What To Do During the Storm

Once you're stocked up, you're stuck until the storm passes. And if flooding or damage is bad enough, you might be stuck for even longer. 

Alleyne recommends spending as much time as possible with your pet during the storm, preferably in an interior room away from windows. As the storm rages, you'll want to keep them distracted with food, treats, and playtime. 

Basically, you want to distract them from what's going on outside. You might want the distraction as well, come to think of it.

RELATED: Why Are Dogs Scared of Thunder? Our Expert Explains the Possible Causes

Microchips and Vaccinations: Very Important

You should always have your pets' vaccinations updated and microchipped in normal times, but it's even more vital when a hurricane arrives, Alleyne says. 

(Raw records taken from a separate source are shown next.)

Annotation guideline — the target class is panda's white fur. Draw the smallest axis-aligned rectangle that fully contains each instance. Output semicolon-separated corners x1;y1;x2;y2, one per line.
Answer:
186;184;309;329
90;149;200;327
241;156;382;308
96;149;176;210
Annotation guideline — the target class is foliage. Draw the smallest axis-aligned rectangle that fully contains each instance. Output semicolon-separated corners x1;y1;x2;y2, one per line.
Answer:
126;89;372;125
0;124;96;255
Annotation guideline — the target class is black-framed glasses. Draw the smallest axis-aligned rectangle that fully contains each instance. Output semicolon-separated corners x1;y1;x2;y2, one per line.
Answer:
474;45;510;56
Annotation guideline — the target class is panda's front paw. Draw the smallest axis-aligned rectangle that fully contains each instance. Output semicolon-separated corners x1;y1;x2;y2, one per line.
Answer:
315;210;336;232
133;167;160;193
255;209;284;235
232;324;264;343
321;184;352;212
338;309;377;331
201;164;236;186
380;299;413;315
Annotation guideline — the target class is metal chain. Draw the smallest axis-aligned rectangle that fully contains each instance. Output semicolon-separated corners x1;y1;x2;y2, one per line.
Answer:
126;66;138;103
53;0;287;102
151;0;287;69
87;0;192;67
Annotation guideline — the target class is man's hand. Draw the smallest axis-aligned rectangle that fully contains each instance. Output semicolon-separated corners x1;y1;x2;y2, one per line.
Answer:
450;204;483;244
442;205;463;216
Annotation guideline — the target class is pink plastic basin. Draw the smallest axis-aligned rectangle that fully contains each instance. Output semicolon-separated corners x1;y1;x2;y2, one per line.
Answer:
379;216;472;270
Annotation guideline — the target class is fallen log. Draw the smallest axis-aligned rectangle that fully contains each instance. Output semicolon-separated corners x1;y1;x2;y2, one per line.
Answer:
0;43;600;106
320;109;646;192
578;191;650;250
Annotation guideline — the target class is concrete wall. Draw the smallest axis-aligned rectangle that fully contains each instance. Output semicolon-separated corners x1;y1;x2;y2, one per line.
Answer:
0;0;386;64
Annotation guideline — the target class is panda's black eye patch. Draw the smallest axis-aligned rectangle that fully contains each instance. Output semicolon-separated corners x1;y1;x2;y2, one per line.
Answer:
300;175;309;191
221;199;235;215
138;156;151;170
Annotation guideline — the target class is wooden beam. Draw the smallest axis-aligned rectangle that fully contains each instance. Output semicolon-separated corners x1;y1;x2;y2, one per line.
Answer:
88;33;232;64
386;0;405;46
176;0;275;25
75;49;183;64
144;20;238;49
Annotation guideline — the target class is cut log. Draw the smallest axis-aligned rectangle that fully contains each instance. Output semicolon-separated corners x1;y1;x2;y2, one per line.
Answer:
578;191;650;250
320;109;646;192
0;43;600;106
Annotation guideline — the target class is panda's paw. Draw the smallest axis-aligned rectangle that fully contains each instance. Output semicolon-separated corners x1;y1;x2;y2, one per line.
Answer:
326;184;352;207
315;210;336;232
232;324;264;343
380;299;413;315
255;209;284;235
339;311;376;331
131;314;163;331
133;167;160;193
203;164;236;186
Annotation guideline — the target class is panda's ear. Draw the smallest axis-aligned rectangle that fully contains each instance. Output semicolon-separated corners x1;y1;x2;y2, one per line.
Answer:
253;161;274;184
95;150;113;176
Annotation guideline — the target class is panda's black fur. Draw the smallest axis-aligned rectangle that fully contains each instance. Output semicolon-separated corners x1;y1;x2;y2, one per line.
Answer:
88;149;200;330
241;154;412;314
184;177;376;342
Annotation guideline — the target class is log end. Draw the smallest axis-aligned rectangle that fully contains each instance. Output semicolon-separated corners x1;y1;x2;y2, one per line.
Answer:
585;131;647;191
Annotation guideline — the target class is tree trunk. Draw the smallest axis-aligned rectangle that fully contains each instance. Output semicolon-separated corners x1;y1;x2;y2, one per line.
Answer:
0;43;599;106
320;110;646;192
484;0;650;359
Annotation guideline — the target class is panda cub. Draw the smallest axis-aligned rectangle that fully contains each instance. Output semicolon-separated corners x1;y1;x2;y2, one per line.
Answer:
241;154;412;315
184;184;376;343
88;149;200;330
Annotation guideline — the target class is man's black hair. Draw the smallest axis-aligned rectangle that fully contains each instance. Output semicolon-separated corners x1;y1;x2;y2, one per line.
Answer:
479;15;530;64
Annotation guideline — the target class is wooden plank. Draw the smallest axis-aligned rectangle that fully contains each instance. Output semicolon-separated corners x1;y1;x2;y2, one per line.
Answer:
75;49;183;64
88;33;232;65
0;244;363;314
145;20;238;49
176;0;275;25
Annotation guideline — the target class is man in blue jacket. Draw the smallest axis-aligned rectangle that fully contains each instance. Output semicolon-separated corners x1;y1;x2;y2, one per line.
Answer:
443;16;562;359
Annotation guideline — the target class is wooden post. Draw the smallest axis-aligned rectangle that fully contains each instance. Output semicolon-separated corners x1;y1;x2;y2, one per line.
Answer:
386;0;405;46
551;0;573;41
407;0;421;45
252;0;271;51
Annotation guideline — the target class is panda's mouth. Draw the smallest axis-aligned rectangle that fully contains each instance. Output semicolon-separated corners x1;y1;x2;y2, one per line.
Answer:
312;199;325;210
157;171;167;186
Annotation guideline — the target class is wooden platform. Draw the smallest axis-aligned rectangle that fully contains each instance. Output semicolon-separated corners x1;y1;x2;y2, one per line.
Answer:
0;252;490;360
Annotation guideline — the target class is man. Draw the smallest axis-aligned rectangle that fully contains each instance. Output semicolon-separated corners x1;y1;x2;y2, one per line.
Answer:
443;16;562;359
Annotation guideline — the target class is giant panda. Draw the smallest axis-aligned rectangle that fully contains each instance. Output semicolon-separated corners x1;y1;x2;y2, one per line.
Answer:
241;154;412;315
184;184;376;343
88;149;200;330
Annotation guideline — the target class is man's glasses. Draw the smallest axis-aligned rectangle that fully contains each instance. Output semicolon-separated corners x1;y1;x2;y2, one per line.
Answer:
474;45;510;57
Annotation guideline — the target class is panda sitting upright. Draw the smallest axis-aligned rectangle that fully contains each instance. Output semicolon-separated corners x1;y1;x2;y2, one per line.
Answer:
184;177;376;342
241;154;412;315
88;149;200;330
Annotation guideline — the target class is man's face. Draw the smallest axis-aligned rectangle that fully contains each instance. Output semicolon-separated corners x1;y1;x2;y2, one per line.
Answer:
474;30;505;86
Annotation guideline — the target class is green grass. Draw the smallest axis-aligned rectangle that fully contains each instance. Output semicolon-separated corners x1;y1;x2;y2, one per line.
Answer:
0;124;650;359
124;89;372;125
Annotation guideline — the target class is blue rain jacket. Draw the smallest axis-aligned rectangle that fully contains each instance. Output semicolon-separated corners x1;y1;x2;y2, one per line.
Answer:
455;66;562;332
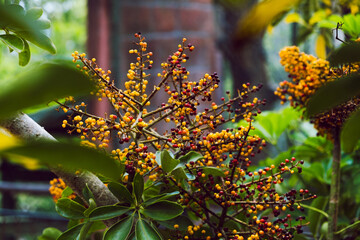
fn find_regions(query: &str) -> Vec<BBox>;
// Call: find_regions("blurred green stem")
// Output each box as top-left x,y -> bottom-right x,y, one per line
328,127 -> 341,240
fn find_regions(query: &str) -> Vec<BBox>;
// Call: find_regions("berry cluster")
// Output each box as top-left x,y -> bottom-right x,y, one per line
275,46 -> 360,139
54,34 -> 316,240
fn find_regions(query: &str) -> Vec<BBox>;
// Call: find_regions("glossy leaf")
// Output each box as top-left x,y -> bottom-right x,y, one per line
202,167 -> 225,177
135,219 -> 162,240
56,198 -> 86,219
89,206 -> 130,221
306,73 -> 360,116
3,141 -> 122,180
38,227 -> 62,240
56,223 -> 84,240
328,42 -> 360,66
19,40 -> 31,66
141,201 -> 184,221
341,110 -> 360,153
157,150 -> 180,173
0,34 -> 24,52
104,216 -> 134,240
0,62 -> 94,117
179,151 -> 204,166
133,173 -> 144,202
26,7 -> 43,20
108,182 -> 134,203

Why? It's very possible your pet will have to traverse floodwaters that will carry diseases, so they'll want to be vaccinated against maladies like parvovirus. And you'll definitely want your pets microchipped in case you do get separated. That way, if an animal welfare organization finds them, they can reunite everyone. 

You can't prepare for everything, but it's always good to plan and have enough essentials to keep everyone comfortable for at least several days until the storm passes.